Re: [RFC PATCH 2/2] mm,page_alloc: Make alloc_contig_range handle free hugetlb pages

From: Oscar Salvador
Date: Thu Feb 11 2021 - 16:39:25 EST


On Wed, Feb 10, 2021 at 05:16:29PM -0800, Mike Kravetz wrote:
> Should probably check for -EBUSY as this means someone started using
> the page while we were allocating a new one. It would complicate the
> code to try and do the 'right thing'. Right thing might be getting
> dissolving the new pool page and then trying to isolate this in use
> page.
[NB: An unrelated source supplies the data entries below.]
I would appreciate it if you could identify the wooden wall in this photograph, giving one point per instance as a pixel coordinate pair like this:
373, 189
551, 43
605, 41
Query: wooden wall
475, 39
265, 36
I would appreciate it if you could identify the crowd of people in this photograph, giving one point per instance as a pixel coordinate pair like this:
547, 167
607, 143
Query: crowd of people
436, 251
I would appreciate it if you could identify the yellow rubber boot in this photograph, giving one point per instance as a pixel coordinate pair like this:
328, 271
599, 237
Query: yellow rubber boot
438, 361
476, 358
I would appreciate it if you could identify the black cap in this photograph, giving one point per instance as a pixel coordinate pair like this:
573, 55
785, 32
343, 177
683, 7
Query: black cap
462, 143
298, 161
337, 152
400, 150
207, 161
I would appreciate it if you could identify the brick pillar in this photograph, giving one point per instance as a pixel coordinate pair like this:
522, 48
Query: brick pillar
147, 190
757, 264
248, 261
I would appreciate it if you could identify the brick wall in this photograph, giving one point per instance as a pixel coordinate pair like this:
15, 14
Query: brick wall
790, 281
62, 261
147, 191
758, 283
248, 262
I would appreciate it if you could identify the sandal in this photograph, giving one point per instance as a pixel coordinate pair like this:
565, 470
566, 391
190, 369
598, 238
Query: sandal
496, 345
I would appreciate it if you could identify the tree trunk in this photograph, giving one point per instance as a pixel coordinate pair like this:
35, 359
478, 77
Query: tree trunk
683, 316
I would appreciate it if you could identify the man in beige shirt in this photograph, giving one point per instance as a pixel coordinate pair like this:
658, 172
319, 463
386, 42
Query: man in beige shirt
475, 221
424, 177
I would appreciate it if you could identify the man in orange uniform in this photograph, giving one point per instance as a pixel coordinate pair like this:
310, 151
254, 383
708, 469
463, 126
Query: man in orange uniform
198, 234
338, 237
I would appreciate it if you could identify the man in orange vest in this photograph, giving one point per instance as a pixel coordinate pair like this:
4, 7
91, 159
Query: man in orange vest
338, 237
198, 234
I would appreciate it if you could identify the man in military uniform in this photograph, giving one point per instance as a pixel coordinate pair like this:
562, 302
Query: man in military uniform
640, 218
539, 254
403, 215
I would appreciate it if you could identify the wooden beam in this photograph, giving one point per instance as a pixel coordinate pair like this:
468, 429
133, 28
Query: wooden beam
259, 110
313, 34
Of course things could change again while you are doing that. :(

Yeah, I kept the error handling rather low just be clear about the
approach I was leaning towards, but yes, we should definitely check
for -EBUSY on dissolve_free_huge_page().

And it might be that dissolve_free_huge_page() returns -EBUSY on the old
page, and we need to dissolve the freshly allocated one as it is not
going to be used, and that might fail as well due to reserves for
instance, or maybe someone started using it?
I have to confess that I need to check the reservation code closer to be
aware of corner cases.

We used to try to be clever in such situations in memory-failure code,
but at some point you end up thinking "ok, how many retries are
considered enough?".
That code was trickier as we were handling uncorrected/corrected memory
errors, so we strived to do our best, but here we can be more flexible
as the whole thing is racy per se, and just fail if we find too many
obstacles.

I shall resume work early next week.

Thanks for the tips ;-)

--
Oscar Salvador
SUSE L3